E. Definitions. Any question of interpretation of any term or provision of
this Agreement having a counterpart in or otherwise derived from a term or
provision of the 1940 Act shall be resolved by reference to such term or
provision of the 1940 Act and to authoritative interpretations thereof.
F. Confidentiality. Each party agrees that it will treat confidentially all
information provided by any other party regarding such other parties' businesses
and operations, including without limitation the investment activities or
holdings of the Portfolio. All confidential information provided by a party
hereto shall not be disclosed to any unaffiliated third party without the prior
consent of the providing party; however, the Portfolio's portfolio holdings
information may be disclosed in a manner consistent with the policies and
procedures adopted by the Board regarding its dissemination. The foregoing shall
not apply to any information that is public when provided or thereafter becomes
public through no wrongful act of the recipient or which is required to be
disclosed by any regulatory authority in the lawful and appropriate exercise of
its jurisdiction over a party, by any auditor of the parties hereto, by judicial
or administrative process or otherwise by applicable laws, rules or regulations.
G. Counterparts.

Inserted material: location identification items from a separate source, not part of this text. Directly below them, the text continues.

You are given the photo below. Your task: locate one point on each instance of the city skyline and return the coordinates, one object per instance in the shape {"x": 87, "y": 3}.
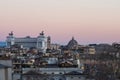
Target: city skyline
{"x": 89, "y": 21}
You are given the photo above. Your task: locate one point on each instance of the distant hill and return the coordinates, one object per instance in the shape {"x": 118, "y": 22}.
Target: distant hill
{"x": 2, "y": 44}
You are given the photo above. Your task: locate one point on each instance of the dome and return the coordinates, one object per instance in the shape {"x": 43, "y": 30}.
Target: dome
{"x": 72, "y": 43}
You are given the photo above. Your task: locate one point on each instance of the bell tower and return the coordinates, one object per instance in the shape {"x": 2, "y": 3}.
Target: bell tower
{"x": 10, "y": 39}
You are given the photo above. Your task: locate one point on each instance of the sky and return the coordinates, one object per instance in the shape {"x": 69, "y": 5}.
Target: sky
{"x": 89, "y": 21}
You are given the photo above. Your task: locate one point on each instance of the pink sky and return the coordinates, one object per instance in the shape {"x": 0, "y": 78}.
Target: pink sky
{"x": 89, "y": 21}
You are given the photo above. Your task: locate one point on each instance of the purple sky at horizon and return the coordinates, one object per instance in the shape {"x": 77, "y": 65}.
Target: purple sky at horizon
{"x": 89, "y": 21}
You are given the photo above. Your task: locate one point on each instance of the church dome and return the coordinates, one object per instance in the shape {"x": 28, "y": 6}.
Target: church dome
{"x": 72, "y": 43}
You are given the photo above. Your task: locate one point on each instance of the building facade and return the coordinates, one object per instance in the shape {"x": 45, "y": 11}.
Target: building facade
{"x": 39, "y": 42}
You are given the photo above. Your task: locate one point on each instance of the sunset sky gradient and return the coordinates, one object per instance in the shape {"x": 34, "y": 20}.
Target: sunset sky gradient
{"x": 89, "y": 21}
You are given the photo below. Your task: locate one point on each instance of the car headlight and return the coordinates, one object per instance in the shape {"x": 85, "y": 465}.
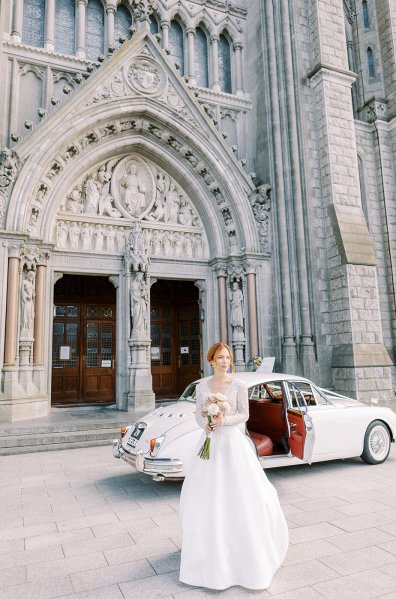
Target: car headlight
{"x": 155, "y": 445}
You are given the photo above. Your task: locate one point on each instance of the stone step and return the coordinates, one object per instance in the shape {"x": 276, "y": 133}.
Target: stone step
{"x": 4, "y": 451}
{"x": 59, "y": 427}
{"x": 48, "y": 440}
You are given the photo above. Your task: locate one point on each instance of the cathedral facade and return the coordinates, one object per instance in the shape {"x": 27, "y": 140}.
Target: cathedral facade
{"x": 173, "y": 173}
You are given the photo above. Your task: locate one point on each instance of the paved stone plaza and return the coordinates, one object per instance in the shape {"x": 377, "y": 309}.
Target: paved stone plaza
{"x": 79, "y": 524}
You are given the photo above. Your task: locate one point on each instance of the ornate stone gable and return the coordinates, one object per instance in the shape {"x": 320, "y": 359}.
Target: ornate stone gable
{"x": 98, "y": 214}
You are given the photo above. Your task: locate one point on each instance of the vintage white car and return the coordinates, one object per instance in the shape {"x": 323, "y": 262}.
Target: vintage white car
{"x": 291, "y": 421}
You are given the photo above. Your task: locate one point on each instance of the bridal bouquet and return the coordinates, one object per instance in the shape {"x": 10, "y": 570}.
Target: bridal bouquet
{"x": 215, "y": 409}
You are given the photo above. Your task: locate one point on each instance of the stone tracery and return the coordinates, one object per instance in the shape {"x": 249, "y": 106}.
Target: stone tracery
{"x": 99, "y": 212}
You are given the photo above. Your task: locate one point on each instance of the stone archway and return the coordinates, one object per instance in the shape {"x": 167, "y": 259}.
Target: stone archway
{"x": 134, "y": 154}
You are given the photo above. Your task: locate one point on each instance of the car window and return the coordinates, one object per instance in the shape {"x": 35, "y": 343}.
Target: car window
{"x": 311, "y": 395}
{"x": 266, "y": 392}
{"x": 297, "y": 398}
{"x": 189, "y": 393}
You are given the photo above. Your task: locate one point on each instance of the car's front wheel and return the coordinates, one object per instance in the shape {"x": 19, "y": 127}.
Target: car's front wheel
{"x": 376, "y": 443}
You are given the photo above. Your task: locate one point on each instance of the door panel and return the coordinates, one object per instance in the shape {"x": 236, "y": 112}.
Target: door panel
{"x": 175, "y": 336}
{"x": 301, "y": 430}
{"x": 88, "y": 329}
{"x": 297, "y": 433}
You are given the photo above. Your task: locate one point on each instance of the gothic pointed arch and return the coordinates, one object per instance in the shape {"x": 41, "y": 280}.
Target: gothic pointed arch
{"x": 135, "y": 110}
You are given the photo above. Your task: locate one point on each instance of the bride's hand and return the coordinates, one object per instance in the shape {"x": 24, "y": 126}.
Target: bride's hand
{"x": 217, "y": 420}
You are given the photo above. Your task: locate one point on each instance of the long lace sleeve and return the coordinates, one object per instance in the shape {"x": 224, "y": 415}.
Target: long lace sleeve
{"x": 201, "y": 420}
{"x": 242, "y": 408}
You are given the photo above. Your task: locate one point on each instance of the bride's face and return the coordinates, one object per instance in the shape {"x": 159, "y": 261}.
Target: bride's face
{"x": 222, "y": 361}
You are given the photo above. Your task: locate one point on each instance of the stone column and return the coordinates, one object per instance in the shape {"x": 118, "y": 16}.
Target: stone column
{"x": 386, "y": 21}
{"x": 81, "y": 11}
{"x": 307, "y": 350}
{"x": 289, "y": 349}
{"x": 214, "y": 46}
{"x": 165, "y": 34}
{"x": 17, "y": 20}
{"x": 222, "y": 293}
{"x": 252, "y": 312}
{"x": 49, "y": 38}
{"x": 238, "y": 68}
{"x": 191, "y": 54}
{"x": 360, "y": 363}
{"x": 110, "y": 14}
{"x": 39, "y": 304}
{"x": 10, "y": 344}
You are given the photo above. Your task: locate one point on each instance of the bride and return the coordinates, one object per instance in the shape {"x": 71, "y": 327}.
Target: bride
{"x": 233, "y": 528}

This Agreement may be executed in counterparts, each of
which shall be deemed an original of the same agreement.
IN WITNESS WHEREOF, the parties hereto have caused this instrument to be
executed by their duly authorized signatories as of the date and year first
above written.
TRANSAMERICA FUND ADVISORS, INC.
By: /s/ Xxxx X. Xxxxxx
---------------------------------
Name: Xxxx X. Xxxxxx
Title: President & CEO
MUNDER CAPITAL MANAGEMENT
By: /s/ Xxxxxxx X. Xxxxxxxxxxx
---------------------------------
Name: Xxxxxxx X. Xxxxxxxxxxx
Title: Managing Director
SUB-ADVISORY AGREEMENT
SCHEDULE A
PORTFOLIO SUB-ADVISER COMPENSATION*
--------- -------------------------
MUNDER NET50 0.50% of the Portfolio's average daily
net assets
* As a percentage of average daily net assets on an annual basis.